Lillian Wald (1867–1940)
After growing up in Cincinnati and New York, Lillian Wald enrolled at New York Hospital"s School of Nursing in 1889. She graduated from nursing school in 1891 and took courses at the Women"s Medical College, but by 1893 left school to help poor immigrant families in New York"s Lower East Side as a visiting nurse. Along with another nurse, Mary Brewster, she created the Henry Street Visiting Nurse Service, which became the major model for visiting nursing in the United States and later the Henry Street Settlement.
Around that time Wald coined the term "public health nurse" to describe nurses whose work is integrated into the public community. Her ideas led the New York Board of Health to organize the first public nursing system in the world. She was the first president of the National Organization for Public Health Nursing, established a nursing insurance partnership with Metropolitan Life Insurance Company that became a model for many other corporate projects, and suggested a national health insurance plan.

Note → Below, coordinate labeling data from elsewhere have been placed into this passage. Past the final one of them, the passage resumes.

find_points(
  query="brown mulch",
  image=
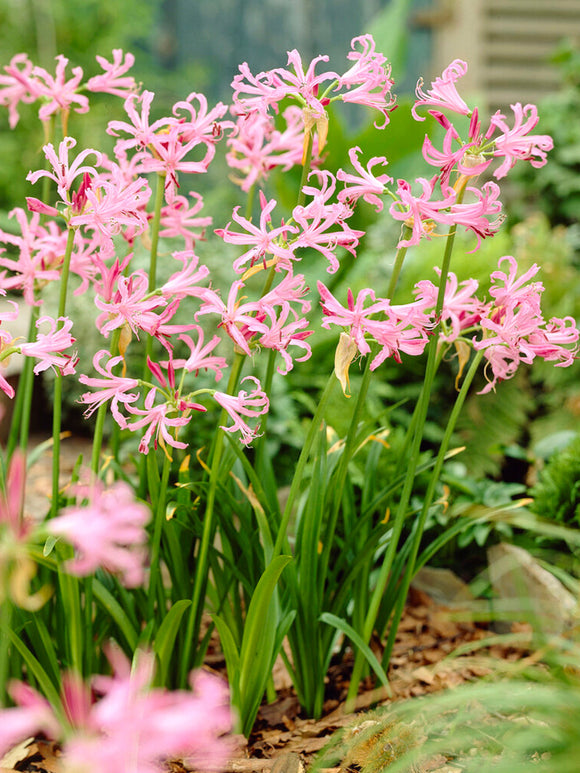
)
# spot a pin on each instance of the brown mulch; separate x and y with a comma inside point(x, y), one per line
point(283, 740)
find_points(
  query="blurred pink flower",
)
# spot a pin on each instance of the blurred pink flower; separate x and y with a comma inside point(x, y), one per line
point(122, 724)
point(514, 329)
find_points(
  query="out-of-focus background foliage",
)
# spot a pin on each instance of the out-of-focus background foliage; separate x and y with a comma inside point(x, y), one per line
point(517, 50)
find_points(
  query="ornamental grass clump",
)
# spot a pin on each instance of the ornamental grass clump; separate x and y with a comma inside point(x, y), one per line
point(147, 540)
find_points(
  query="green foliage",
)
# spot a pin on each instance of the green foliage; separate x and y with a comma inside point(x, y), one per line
point(555, 188)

Wald helped to found the Columbia University School of Nursing and persuaded the New York City Board of Education to put nurses into public schools. The Henry Street Settlement still stands and now serves the neighborhood's Asian, African-American, and Latino population. Today, the Visiting Nurse Service of New York is the largest not-for-profit home health care agency in the nation.
In a speech to Vassar students in 1915, Wald encouraged the young women to serve the public. She quoted from Proverbs 31:20, "She reacheth forth her hands to the needy."These words are inscribed on the medal issued when Lillian Wald was inducted into the Jewish-American Hall of Fame.
Gertrude Elion (1918–1999)
Nobel Prize–winning biochemist and pharmacologist Gertrude Elion was born in New York City. When her grandfather died of stomach cancer, the teenage Elion dedicated herself to finding a cure. She graduated from Hunter College, where she later established a scholarship for female graduate students in chemistry and volunteered in a chemistry lab when she couldn’t find a job. She endured anti–semitism at the lab but gained experience and saved enough money to enroll at New York University. The only woman in her graduate chemistry classes, Elon earned her Master’s degree in 1941.
In 1944, Elion was interviewed by Dr. George Hitching of Burroughs Wellcome (now GSK), the pharmaceutical company. Working alone, and with Hitchings, as well as with Sir James Black, Elion revolutionized the way drugs were developed, and her efforts have saved or improved the lives of countless individuals. Her innovative research methods led to the development of the AIDS drug AZT. She also developed the first immunosuppressive drug, azathioprine, used for organ transplants, and the first successful antiviral drug, acyclovir (Zovirax), for the treatment of Herpes infection. Her work also contributed significantly to the treatment of childhood leukemia.
Elion shared the 1988 Nobel Prize in Physiology or Medicine with Hitchings and Black. Few Nobels have gone to scientists working in the drug industry or those without doctorates. Elion was only the fifth female Nobel laureate in Medicine, the ninth in science in general. In 1991 she was awarded the National Medal of Science and became the first woman to be inducted into the National Inventors Hall of Fame. She was a recipient of 25 honorary degrees. In the true spirit of scientific collaboration, she stated: "It's amazing how much you can accomplish when you don’t care who gets the credit."